Lobbying. Le Sénat dans l’agenda d’Israël

Photo : LIONEL BONAVENTURE / AFP
Qu’est-ce qu’un lobby israélien pourrait bien apprendre aux députés sur « les violences sexuelles en temps de guerre », si ce n’est la propagande au service de l’État hébreu et de son « armée la plus morale du monde », dont les soldats n’hésitent pas à violer femmes et hommes palestiniens, comme le dénoncent de nombreuses ONG indépendantes ? C’est Mediapart qui a soulevé le lièvre, jetant une lumière crue sur cette rencontre qui devait être organisée ce lundi au Sénat français.
On apprend ainsi que le 10 novembre, le Sénat accueillait la deuxième édition d’un « sommet annuel » de la Coalition mondiale des femmes contre les violences basées sur le genre utilisées comme armes de guerre, sous le patronage de la sénatrice centriste Dominique Vérien, présidente de la délégation aux droits des femmes au Palais du Luxembourg.

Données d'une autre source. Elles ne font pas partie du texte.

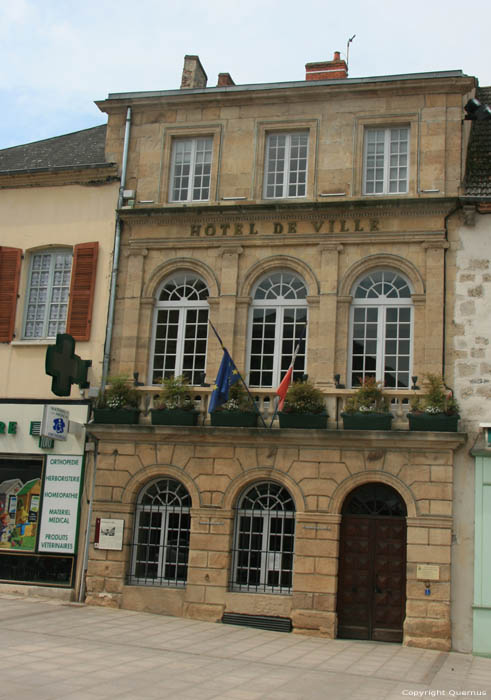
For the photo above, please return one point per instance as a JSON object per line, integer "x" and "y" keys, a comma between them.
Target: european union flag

Aurore Bergé, la ministre déléguée chargée de l’Égalité, devait intervenir en amont d’une table ronde. Le programme de l’événement annonçait aussi la présence de Manuel Valls, d’élu·es français·es et étranger·es, dont des représentant·es du gouvernement israélien, de juristes et d’ONG.
La présence de membres du gouvernement israélien à cette manifestation soulève des questions embarrassantes pour les parlementaires, mais également pour l’exécutif, quant à l’indépendance de la diplomatie et de la politique française dans le conflit à Gaza.
D’après l’enquête de Mediapart, un document officiel accessible sur le site de l’administration des marchés publics d’Israël confirme l’aval pour une enveloppe de 72 000 euros consacrée à cette rencontre, formalisée par un contrat signé le 17 août dernier avec Elnet, illustrant un financement direct de l’État hébreu dans la prise en charge partielle du colloque.
Une intervention du gouvernement israélien, en contradiction avec les déclarations officieuses du lobby pro-israélien Elnet (European Leadership Network), qui a toujours soutenu qu’il n’acceptait que les contributions privées, clamant une totale indépendance vis-à-vis du gouvernement israélien.
Officiellement, l’objectif du colloque est de renforcer la coopération mondiale contre les violences faites aux femmes dans les zones de conflit, en promouvant la justice internationale et la prévention. Mais, selon l’enquête des journalistes, la discrétion était assumée puisque le colloque n’a été ni annoncé publiquement ni présenté à l’ensemble des parlementaires.
Ce qui confirme, une fois de plus, une participation d’Israël qui profite d’une relative opacité, malgré la législation imposant aux cabinets de lobbying de déclarer leurs activités et de désigner clairement l’origine de leurs financements auprès de la Haute Autorité pour la transparence de la vie publique (HATVP).
Il faut savoir qu’Elnet mène depuis près d’une décennie une campagne systématique pour renforcer les liens entre la France et Israël, ciblant plus spécifiquement les parlementaires français. Et depuis le 7 octobre 2023, de nombreux voyages ont été offerts à des élus français pour arracher leur soutien à la politique israélienne dans les territoires occupés.